Ma al di là delle chiacchiere questo non appare un problema per i nostri leader (chiamiamoli così) che dovrebbero guidare l’Italia. Adesso sono tutti concentrati sull’elezione del prossimo Presidente della Repubblica, e fanno anche bene. Peccato però che proprio in questo frangente emerga la profonda inadeguatezza della nostra classe dirigente. Pensiamo per esempio alla pseudo candidature di Silvio Berlusconi, che perfino un bambino giudica totalmente ridicola, se non grottesca. Invece da giorni ci tocca assistere a un balletto inscenato dal centrodestra, soprattutto dalla coppia Salvini-Meloni che fingono di appoggiare l‘ex Cavaliere ma in realtà stanno facendo di tutto per costringerlo a rinunciare a candidarsi. Tutti lo sanno, tutti lo vedono, ma si continua a giocare come se eleggere il Capo dello Stato in una situazione sociale, economica e sanitaria così difficile fosse appunto un gioco. Un gioco pericoloso ovviamente, che dimostra anche la finta unità del centrodestra: i due leader appena citati non solo sono stanchi di Berlusconi, che ha pochi voti ma tanti soldi e continua a sopravvivere politicamente grazie alla sua storia (e che storia…), ma sono anche divisi tra loro. Tanto per dirne una, Salvini vorrebbe Draghi al Quirinale e Meloni no. Meloni vorrebbe le elezioni anticipate, che potrebbero premiare il suo partito (attualmente secondo nei sondaggi nazionali, subito dopo il Pd di Enrico Letta) e Salvini no. Entrambi devono poi fare i conti con Forza Italia, che non sarebbe così docile dopo che il suo leader sarà costretto a uscire dal vicolo cieco del Quirinale, nel quale peraltro si è voluto cacciare da solo. Insomma, l’invincibile centrodestra italiano perde colpi e rischia di perdere anche pezzi. E comunque non appare in grado di proporsi come una coalizione sulla quale la maggioranza degli italiani possa contare per il governo che verrà dopo le future elezioni. L’anno prossino o forse prima.
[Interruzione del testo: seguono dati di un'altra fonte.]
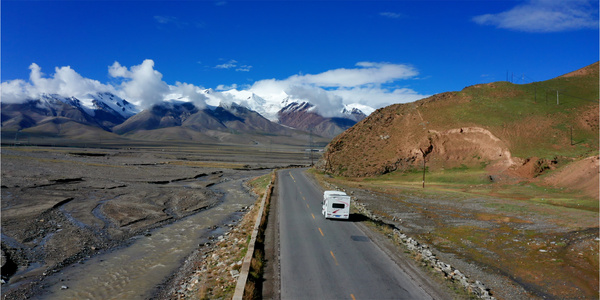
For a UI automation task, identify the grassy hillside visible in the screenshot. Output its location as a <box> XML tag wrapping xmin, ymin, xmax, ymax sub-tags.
<box><xmin>319</xmin><ymin>62</ymin><xmax>598</xmax><ymax>179</ymax></box>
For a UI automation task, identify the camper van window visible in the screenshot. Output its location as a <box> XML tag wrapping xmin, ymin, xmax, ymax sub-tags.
<box><xmin>332</xmin><ymin>203</ymin><xmax>345</xmax><ymax>209</ymax></box>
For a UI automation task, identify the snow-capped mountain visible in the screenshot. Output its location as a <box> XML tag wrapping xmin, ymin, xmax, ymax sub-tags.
<box><xmin>1</xmin><ymin>92</ymin><xmax>139</xmax><ymax>131</ymax></box>
<box><xmin>208</xmin><ymin>88</ymin><xmax>373</xmax><ymax>123</ymax></box>
<box><xmin>111</xmin><ymin>99</ymin><xmax>304</xmax><ymax>144</ymax></box>
<box><xmin>2</xmin><ymin>86</ymin><xmax>370</xmax><ymax>143</ymax></box>
<box><xmin>209</xmin><ymin>89</ymin><xmax>283</xmax><ymax>121</ymax></box>
<box><xmin>277</xmin><ymin>101</ymin><xmax>366</xmax><ymax>138</ymax></box>
<box><xmin>82</xmin><ymin>92</ymin><xmax>139</xmax><ymax>119</ymax></box>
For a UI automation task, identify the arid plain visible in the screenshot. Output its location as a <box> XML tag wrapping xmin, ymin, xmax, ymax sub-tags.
<box><xmin>1</xmin><ymin>142</ymin><xmax>310</xmax><ymax>299</ymax></box>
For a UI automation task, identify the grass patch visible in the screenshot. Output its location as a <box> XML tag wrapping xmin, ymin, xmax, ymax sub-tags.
<box><xmin>430</xmin><ymin>223</ymin><xmax>600</xmax><ymax>299</ymax></box>
<box><xmin>326</xmin><ymin>163</ymin><xmax>597</xmax><ymax>215</ymax></box>
<box><xmin>247</xmin><ymin>173</ymin><xmax>272</xmax><ymax>198</ymax></box>
<box><xmin>364</xmin><ymin>165</ymin><xmax>492</xmax><ymax>187</ymax></box>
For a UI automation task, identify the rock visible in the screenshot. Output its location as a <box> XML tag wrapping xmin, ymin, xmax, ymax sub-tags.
<box><xmin>422</xmin><ymin>249</ymin><xmax>433</xmax><ymax>258</ymax></box>
<box><xmin>61</xmin><ymin>285</ymin><xmax>68</xmax><ymax>290</ymax></box>
<box><xmin>230</xmin><ymin>270</ymin><xmax>240</xmax><ymax>278</ymax></box>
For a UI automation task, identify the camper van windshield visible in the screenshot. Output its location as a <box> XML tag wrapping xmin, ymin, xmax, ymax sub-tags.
<box><xmin>332</xmin><ymin>203</ymin><xmax>345</xmax><ymax>209</ymax></box>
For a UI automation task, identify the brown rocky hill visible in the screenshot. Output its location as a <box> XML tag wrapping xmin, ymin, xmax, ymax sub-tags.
<box><xmin>317</xmin><ymin>62</ymin><xmax>599</xmax><ymax>196</ymax></box>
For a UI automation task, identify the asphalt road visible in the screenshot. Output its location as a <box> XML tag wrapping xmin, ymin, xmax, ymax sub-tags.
<box><xmin>278</xmin><ymin>168</ymin><xmax>436</xmax><ymax>300</ymax></box>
Dall’altra parte, non sono tutte rose e fiori. Il Partito democratico finora non è stato neanche in grado di esprimere una preferenza chiara per il Quirinale, Letta vorrebbe Draghi e forse accarezza l’idea delle elezioni anticipate per incassare il risultato che i sondaggi gli attribuiscono (20 o 21 per cento). Ma molti nel Pd non amano questa prospettiva. A cominciare dal capo delegazione al governo, Dario Franceschini, e a seguire da tutta la corrente degli ex (?) renziani: loro vorrebbero che Draghi rimanesse a palazzo Chigi e che si trovasse un altro nome per sostituire Mattarella. Quale non si sa.
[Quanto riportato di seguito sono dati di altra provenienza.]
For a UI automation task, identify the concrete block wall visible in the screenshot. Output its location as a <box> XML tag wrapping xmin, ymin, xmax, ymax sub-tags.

Dunque, Pd che si divide e sbanda. E ancor di più sbanda il suo principale alleato, ossia il Movimento Cinquestelle. Che nel corso di questa legislatura ha perduto decine di parlamentare e milioni di voti, e che al proprio interno è lacerato tra correnti e correntine che non consentono al leader Giuseppe Conte di dispiegare la sua azione politica, ammesso che ne abbia una. Marcato a uomo, oltretutto, dal suo predecessore Luigi Di Maio, che non vede l’ora di riprendersi il suo posto e di togliere dal tavolo l’alleanza con il Pd: è noto che il Ministro degli Esteri ami più la destra della sinistra, e non disdegnerebbe affatto di ritrovarsi insieme al suo amico Salvini e paradossalmente al suo nemico Berlusconi. Nel frattempo sulla testa dei grillini è caduta una tegola pesantissima, l’indagine contro il loro fondatore Beppe Grillo per traffico illecito di influenze. Paradosso dei paradossi, si tratta di un reato introdotto dall’ex ministro pentastellato della giustizia Alfonso Bonafede.
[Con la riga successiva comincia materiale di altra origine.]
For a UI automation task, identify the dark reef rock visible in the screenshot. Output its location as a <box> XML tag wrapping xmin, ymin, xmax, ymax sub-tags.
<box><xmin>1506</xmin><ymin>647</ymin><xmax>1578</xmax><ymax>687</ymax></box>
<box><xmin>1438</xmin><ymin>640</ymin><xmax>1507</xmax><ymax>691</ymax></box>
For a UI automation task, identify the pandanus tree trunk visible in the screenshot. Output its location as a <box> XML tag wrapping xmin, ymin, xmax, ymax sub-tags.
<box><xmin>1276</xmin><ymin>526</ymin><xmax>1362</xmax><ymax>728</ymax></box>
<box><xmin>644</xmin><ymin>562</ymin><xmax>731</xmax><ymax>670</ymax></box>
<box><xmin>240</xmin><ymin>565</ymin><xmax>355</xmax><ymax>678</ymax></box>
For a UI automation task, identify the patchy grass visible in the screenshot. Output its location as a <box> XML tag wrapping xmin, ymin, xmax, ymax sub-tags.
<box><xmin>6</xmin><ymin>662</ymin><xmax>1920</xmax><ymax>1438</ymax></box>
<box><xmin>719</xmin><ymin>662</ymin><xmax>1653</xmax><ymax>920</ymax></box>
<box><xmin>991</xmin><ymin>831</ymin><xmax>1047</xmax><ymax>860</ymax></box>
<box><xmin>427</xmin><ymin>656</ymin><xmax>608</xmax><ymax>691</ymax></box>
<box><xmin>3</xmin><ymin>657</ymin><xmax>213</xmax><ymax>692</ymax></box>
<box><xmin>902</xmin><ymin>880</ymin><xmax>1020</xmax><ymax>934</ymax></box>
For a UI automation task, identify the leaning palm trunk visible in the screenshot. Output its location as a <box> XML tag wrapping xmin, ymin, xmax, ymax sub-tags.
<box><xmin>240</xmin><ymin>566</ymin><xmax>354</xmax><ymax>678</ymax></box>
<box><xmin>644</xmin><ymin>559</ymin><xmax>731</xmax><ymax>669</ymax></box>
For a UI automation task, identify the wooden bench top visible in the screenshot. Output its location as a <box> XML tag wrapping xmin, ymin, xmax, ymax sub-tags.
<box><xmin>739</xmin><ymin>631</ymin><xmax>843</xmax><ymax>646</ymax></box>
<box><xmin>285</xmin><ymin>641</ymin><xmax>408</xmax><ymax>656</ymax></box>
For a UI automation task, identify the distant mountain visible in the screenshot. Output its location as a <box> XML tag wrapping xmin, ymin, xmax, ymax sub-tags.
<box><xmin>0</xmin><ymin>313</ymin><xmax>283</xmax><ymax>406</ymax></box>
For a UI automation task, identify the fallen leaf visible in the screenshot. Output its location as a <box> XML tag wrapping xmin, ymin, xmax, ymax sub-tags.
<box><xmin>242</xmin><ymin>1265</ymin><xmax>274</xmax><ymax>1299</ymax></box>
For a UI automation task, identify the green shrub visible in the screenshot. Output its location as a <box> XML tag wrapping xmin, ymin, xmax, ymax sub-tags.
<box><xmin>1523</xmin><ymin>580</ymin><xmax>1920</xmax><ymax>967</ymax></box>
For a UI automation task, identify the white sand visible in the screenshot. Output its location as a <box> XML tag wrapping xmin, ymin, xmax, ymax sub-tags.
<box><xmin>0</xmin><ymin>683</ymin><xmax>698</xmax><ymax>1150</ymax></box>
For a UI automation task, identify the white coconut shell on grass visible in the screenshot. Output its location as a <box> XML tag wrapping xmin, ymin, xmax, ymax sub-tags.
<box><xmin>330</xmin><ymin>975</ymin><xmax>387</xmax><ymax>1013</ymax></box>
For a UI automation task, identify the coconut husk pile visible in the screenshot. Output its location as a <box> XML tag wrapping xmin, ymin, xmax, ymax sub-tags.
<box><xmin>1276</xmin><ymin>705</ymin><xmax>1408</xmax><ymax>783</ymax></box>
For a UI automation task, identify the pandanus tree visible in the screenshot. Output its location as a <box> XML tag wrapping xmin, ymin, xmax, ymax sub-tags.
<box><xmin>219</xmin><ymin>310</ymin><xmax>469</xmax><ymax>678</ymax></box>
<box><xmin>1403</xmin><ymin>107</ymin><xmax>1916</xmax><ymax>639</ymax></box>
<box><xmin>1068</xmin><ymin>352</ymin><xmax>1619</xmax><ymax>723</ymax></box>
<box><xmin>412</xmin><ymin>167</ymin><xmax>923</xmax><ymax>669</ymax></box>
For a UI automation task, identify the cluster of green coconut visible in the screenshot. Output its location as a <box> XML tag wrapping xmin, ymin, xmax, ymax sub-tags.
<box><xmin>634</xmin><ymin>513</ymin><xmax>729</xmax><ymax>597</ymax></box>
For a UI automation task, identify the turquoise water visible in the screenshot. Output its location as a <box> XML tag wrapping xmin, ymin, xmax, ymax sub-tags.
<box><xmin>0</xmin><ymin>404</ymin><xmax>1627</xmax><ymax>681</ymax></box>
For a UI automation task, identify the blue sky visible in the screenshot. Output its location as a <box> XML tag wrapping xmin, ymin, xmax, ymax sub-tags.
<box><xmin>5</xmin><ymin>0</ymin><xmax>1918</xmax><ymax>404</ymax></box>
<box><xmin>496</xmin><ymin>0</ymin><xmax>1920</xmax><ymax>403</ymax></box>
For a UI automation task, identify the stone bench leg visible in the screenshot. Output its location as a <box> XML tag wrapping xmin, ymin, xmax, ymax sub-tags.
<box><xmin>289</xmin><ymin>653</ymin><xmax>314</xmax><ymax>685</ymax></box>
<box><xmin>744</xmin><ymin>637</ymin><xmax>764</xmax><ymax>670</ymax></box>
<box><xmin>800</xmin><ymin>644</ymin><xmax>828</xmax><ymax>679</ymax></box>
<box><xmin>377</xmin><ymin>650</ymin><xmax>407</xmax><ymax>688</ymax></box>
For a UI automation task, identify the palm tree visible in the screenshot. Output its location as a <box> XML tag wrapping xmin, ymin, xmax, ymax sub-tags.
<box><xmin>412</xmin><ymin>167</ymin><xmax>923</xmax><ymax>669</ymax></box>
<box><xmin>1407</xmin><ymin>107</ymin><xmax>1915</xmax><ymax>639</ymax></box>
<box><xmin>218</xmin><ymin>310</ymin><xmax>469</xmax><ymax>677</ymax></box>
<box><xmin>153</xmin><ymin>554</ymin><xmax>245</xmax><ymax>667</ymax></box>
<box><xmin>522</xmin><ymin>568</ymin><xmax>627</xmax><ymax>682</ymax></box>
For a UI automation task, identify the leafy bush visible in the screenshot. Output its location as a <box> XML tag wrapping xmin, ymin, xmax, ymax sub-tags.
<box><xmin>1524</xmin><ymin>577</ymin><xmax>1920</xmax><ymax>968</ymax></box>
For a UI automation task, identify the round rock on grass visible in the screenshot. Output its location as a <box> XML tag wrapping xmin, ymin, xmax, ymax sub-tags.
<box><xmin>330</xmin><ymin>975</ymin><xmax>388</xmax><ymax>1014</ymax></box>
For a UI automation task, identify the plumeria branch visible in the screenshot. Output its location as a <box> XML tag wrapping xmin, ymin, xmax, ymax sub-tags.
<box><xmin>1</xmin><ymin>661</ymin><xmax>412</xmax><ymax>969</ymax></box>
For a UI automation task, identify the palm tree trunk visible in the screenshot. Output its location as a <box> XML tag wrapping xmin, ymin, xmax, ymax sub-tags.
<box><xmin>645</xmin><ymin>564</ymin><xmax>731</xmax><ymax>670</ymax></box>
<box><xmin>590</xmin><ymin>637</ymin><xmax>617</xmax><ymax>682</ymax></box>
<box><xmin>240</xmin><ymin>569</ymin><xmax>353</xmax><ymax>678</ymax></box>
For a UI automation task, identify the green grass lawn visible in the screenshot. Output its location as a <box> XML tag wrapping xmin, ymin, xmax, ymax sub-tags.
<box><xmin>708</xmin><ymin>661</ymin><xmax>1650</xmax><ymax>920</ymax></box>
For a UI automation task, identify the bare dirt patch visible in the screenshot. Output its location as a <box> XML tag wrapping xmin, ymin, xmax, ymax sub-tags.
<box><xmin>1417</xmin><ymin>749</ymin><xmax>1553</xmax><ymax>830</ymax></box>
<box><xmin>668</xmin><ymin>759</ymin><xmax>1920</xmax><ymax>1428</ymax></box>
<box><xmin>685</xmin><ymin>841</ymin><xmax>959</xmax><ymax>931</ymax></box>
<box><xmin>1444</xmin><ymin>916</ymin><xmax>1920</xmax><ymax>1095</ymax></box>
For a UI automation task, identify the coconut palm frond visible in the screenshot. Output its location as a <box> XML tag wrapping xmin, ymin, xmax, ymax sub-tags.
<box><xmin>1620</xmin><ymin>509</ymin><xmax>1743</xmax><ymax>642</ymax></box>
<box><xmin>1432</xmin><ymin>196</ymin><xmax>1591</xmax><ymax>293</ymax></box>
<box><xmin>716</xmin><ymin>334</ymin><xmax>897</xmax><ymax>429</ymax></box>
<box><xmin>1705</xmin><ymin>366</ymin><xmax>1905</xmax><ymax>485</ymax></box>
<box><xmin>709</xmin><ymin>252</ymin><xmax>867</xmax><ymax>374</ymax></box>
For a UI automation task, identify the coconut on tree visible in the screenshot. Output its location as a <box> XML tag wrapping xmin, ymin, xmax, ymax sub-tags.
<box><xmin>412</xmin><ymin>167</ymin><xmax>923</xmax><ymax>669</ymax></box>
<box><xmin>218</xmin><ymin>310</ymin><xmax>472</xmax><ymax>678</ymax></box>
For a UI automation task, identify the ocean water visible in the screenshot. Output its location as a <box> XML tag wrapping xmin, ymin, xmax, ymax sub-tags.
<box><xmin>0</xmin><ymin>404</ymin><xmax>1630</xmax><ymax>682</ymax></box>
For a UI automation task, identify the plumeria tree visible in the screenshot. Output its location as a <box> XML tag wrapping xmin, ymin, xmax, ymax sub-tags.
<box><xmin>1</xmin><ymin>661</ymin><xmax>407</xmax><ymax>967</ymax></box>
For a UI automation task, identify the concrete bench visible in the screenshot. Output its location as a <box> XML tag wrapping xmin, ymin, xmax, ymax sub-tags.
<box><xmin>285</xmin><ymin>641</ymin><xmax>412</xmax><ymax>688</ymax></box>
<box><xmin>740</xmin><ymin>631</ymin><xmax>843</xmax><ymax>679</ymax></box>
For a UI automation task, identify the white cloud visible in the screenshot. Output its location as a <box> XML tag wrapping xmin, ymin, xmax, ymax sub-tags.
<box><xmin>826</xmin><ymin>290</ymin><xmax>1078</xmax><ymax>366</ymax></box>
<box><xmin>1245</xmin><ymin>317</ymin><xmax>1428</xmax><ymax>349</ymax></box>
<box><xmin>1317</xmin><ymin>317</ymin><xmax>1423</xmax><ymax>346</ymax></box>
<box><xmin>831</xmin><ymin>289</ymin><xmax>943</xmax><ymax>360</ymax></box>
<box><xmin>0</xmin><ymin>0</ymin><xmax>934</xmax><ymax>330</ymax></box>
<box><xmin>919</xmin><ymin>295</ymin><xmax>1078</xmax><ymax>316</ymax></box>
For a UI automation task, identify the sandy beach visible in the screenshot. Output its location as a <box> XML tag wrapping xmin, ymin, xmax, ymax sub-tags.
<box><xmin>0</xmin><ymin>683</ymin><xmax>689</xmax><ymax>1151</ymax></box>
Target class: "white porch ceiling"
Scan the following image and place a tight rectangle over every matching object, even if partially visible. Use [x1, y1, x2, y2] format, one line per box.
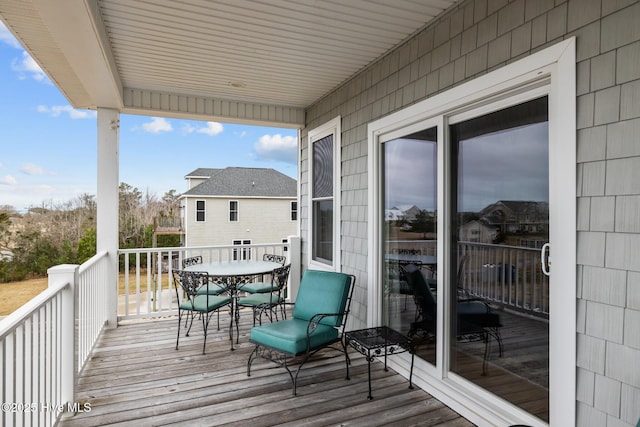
[0, 0, 459, 127]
Una forza politica così mal ridotta che garanzie può dare al Pd e a Leu di Speranza e Bersani – a loro volta non in buona salute, per usare un eufemismo – per la costruzione di un’alleanza politico-elettorale che possa presentarsi insieme alle future elezioni con qualche chance di vincerle? Pochissime, così come pochissime ne può dare per una conduzione unitaria della partita del Quirinale.
Morale della favola: da oggi in poi ne vedremo delle belle. Anzi, delle brutte.